Although the upswing in advanced breast cancer cases among young women is slight, experts report that it is “statistically significant and worrisome.”
“This is contrary to what has been seen generally in other breast cancer trends, including a marked decline in late stage disease in older women,” stated Dr, Mark Citron, who led the Long Island arm of a nationwide study. That study culminated in the approval of Kadcycla, a new therapy for advanced breast cancer.*
“Advanced breast cancer is not curable,” he added. “Patients may go into long-term remissions, but once it has advanced it can spread to the bones, lungs, liver or brain.”
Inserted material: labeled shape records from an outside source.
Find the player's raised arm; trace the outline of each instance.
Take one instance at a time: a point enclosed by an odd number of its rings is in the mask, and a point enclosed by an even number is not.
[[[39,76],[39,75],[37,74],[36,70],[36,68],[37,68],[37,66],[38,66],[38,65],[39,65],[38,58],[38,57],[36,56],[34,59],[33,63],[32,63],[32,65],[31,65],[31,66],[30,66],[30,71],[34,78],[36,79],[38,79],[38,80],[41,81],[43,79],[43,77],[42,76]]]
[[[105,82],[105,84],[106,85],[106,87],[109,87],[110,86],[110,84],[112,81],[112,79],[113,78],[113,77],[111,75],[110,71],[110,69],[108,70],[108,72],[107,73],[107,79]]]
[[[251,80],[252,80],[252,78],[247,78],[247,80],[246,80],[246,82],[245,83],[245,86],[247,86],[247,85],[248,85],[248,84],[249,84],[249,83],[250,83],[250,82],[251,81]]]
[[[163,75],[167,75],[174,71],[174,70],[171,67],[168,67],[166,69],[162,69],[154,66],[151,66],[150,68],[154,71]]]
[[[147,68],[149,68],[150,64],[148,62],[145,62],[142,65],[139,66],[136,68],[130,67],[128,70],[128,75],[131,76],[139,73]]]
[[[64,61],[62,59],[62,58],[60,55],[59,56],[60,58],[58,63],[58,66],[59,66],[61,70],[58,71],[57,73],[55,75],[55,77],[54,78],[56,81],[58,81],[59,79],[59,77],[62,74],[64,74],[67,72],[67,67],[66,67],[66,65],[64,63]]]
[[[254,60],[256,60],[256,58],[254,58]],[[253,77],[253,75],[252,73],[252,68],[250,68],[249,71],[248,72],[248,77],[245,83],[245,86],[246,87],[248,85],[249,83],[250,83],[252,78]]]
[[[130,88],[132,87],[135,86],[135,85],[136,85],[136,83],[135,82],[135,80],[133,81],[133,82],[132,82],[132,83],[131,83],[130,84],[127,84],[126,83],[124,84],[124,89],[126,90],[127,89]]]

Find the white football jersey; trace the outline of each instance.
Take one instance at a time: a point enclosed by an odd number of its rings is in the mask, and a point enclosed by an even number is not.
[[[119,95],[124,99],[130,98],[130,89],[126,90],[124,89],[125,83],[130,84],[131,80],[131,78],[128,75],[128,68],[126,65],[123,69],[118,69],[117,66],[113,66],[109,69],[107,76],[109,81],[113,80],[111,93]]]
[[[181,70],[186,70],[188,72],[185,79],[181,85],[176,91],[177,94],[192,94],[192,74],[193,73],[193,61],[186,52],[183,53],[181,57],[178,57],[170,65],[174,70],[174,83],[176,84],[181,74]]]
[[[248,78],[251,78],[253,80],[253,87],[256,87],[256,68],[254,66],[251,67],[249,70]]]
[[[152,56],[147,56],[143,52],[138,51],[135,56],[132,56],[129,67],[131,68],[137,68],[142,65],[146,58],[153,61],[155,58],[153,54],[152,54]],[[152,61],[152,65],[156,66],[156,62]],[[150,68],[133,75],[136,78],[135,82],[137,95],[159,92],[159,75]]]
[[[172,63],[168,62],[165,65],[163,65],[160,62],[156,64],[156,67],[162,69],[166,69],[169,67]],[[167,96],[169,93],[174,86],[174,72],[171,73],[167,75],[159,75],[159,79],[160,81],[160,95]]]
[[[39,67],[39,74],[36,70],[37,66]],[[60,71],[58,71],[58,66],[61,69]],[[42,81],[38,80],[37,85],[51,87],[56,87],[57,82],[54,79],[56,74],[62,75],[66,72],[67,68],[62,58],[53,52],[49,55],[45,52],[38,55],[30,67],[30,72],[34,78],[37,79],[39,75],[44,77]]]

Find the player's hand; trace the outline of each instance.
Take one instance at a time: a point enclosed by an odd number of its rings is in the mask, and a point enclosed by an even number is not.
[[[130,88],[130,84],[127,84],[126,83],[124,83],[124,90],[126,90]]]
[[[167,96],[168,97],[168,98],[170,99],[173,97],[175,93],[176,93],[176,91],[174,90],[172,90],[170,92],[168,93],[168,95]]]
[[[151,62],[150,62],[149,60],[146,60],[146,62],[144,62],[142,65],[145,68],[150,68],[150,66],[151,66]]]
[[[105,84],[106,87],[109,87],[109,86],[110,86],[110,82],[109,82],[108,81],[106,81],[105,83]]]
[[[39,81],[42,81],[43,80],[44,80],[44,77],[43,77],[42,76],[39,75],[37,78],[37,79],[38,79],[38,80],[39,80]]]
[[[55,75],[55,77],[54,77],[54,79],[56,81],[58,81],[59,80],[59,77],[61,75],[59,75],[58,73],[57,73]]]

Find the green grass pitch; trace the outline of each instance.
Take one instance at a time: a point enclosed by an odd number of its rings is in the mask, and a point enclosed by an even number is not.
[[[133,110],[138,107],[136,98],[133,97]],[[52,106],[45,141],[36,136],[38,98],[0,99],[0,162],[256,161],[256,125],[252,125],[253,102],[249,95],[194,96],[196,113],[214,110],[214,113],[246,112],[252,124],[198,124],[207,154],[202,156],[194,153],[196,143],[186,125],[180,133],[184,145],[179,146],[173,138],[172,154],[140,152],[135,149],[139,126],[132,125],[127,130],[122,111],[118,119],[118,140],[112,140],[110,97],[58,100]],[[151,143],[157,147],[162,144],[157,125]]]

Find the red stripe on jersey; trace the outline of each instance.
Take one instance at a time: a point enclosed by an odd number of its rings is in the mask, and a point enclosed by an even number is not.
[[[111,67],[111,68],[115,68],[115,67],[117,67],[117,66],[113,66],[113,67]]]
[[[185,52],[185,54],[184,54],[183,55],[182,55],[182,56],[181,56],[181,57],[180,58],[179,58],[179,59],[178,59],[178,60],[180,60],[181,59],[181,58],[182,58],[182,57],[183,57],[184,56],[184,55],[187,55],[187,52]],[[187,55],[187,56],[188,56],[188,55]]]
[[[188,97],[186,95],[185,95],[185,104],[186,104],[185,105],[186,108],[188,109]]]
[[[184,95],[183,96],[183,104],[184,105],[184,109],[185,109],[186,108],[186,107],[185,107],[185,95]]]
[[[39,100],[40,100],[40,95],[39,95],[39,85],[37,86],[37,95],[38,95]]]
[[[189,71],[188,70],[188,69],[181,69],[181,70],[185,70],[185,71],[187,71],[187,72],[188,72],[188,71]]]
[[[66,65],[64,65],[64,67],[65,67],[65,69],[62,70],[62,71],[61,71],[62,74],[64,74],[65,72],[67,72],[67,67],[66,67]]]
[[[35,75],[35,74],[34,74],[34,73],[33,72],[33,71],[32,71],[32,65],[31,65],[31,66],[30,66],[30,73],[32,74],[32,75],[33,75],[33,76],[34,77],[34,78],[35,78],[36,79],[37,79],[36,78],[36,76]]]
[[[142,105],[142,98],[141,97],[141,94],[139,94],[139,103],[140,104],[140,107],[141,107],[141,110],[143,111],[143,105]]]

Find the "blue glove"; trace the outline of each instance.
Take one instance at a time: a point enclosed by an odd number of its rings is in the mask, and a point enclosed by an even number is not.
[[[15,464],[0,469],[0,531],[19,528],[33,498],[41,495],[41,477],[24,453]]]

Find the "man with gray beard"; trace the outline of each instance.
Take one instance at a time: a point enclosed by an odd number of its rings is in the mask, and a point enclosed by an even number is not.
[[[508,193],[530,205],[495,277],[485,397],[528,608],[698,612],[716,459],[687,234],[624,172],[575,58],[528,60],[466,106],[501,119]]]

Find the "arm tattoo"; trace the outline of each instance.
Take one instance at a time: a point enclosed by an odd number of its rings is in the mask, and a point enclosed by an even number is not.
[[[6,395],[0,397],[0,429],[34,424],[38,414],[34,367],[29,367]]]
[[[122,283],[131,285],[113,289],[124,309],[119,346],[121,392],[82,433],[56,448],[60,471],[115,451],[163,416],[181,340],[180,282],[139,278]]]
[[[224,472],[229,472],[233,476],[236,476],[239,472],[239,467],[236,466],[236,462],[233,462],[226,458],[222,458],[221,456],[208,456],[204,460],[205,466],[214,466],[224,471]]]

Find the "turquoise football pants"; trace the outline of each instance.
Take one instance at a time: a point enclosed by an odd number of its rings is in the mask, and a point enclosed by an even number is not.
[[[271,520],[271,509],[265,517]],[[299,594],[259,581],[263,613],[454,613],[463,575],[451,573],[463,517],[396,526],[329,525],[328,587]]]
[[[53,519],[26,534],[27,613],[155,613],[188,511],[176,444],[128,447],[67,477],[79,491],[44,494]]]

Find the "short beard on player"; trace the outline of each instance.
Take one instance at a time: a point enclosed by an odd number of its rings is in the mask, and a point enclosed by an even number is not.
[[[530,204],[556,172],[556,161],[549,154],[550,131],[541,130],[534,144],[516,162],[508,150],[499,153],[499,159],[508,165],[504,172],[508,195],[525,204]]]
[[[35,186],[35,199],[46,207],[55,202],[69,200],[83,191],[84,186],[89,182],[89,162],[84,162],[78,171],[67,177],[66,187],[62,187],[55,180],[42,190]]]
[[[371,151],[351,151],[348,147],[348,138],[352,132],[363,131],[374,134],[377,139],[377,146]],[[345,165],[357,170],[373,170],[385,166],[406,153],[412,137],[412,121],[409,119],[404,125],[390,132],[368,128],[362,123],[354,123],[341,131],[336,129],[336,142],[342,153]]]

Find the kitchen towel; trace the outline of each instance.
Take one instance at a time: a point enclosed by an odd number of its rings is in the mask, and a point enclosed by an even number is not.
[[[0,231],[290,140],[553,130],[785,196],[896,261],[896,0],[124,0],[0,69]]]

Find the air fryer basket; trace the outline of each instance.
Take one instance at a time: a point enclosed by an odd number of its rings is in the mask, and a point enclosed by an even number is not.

Reporting in today’s Journal of the American Medical Association, Dr. Rebecca Johnson and her colleagues from the Adolescent and Young Adult Oncology program at Seattle Children’s Hospital in Washington State pinpointed the rise in women between 25-49. What they found was that 3 in every 100,000 young women developed advanced cancer nationwide in 2009, up from 1.53 cases per 100,000 in 1976. However, they were at a loss to explain the increase, although Dr. Brian O’Hea, director of the Carol M. Baldwin Breast Cancer Center at Stony Brook University speculated that the upward trend could be the result of better diagnostics and that more cases are being detected because of that.
“Our methods of detecting metastic disease have improved dramatically. 15 years ago we didn’t have PET scans; we did bone scans, and I don’t think that technology of that era was catching everything.”
*Kadcycla aka ado-trastuzumab emtansine is indicated for use in patients previously treated with trastuzumab and a taxane, separately or in combination, for HER2-positive metastatic breast cancer.